Q: Is it fair to describe you as a control freak?
A: Unfair. Because it’s not so. I mean, would I like to control things to get what I want all the time? Absolutely. Is it possible? Absolutely not. The reality is that I surround myself with very smart, very strong people—including my ex-wives. So the likelihood of controlling these people is not a real possibility. You can be a control freak only when you have weak people around you. And I don’t have that. That has never interested me.
Q: How do you feel about marriage in general?
A: I feel just fine about it.
Q: You’ve had some complicated experiences with it, shall we say. Why keep doing it?
A: You know, people get married for a whole bunch of reasons. Myself—I was very fortunate to be with four terrific women. And I’ve got six fabulous children. And I would not change one of those marriages. I learned from each of them. I grow from each of them. Each had its own issues and problems, but I wouldn’t change one of them.
Q: Do you have a favorite of your ex-wives?
A: I wouldn’t tell you if I did.
Q: But do you?
A: Next question.
Q: When you’re in the midst of one of these painful, public divorces,
how do you keep that from eating away at you?
A: I just try to turn it off. I deal with the issues that have to be dealt with, and the commotion around the edges—I just don’t let it interfere.
Q: You’re a studiously private man, and yet you appear in the tabloids all the time.:
A: Tell me how to get rid of that.

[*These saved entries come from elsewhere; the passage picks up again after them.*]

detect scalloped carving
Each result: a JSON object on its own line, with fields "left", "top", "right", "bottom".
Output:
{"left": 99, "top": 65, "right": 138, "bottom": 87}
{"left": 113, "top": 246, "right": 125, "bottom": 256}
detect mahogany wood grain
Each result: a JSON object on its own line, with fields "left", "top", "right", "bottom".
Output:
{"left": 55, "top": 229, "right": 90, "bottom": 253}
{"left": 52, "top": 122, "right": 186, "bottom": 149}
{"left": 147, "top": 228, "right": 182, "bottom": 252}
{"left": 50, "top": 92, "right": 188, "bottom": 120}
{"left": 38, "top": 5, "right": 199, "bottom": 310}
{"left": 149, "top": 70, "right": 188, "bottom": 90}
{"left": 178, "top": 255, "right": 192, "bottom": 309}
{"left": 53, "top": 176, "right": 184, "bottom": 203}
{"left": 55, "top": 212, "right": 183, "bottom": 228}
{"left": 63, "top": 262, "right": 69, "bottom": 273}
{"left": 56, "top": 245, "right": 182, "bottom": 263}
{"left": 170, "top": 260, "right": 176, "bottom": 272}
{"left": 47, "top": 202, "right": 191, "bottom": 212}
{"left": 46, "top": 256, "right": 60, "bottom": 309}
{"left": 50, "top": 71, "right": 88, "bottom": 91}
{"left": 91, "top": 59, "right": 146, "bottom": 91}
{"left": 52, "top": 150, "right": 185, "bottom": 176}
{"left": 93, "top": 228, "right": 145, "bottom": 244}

This is probably the first interview I’ve given all year.
Q: Why are the tabloids drawn to you?
A: I was hoping you would tell me. I don’t have a clue.
Q: What’s your reaction when you see your name on the front page?
A: I don’t read it. I don’t read the good and I don’t read the bad. If there was a good story, somebody will tell me it was a nice story. If there was a bad story, somebody will tell me it was a bad story. I never got real satisfaction out of the good ones, and I used to get really annoyed with the bad ones, so I just stopped reading them all.
Q: I came across an old item that said that you didn’t attend your son Josh’s wedding
because he didn’t make his bride sign a prenup.
A: I did do that. The whole family, not just myself. His mother, myself, his other brothers and sisters all were very hurt that he was going to marry without a prenup. Because it was something that had been discussed amongst all the kids and me and their mother. And we all elected not to go to the wedding. None of us went. And in retrospect it was just a stupid, hurtful response to an issue that served no good. And it caused a lot of pain to my son for a period of time, and his wife. And now we’re back closer than ever, and I’m crazy about the wife, and they’ve got two fabulous children who I love dearly. He’s still married, he’s happy as a lark, and we were 100 percent wrong. I think I could have felt the way I felt and not made the grandstand issue that I did. Even if nobody else went, I should’ve gone, and I’m sorry that I didn’t.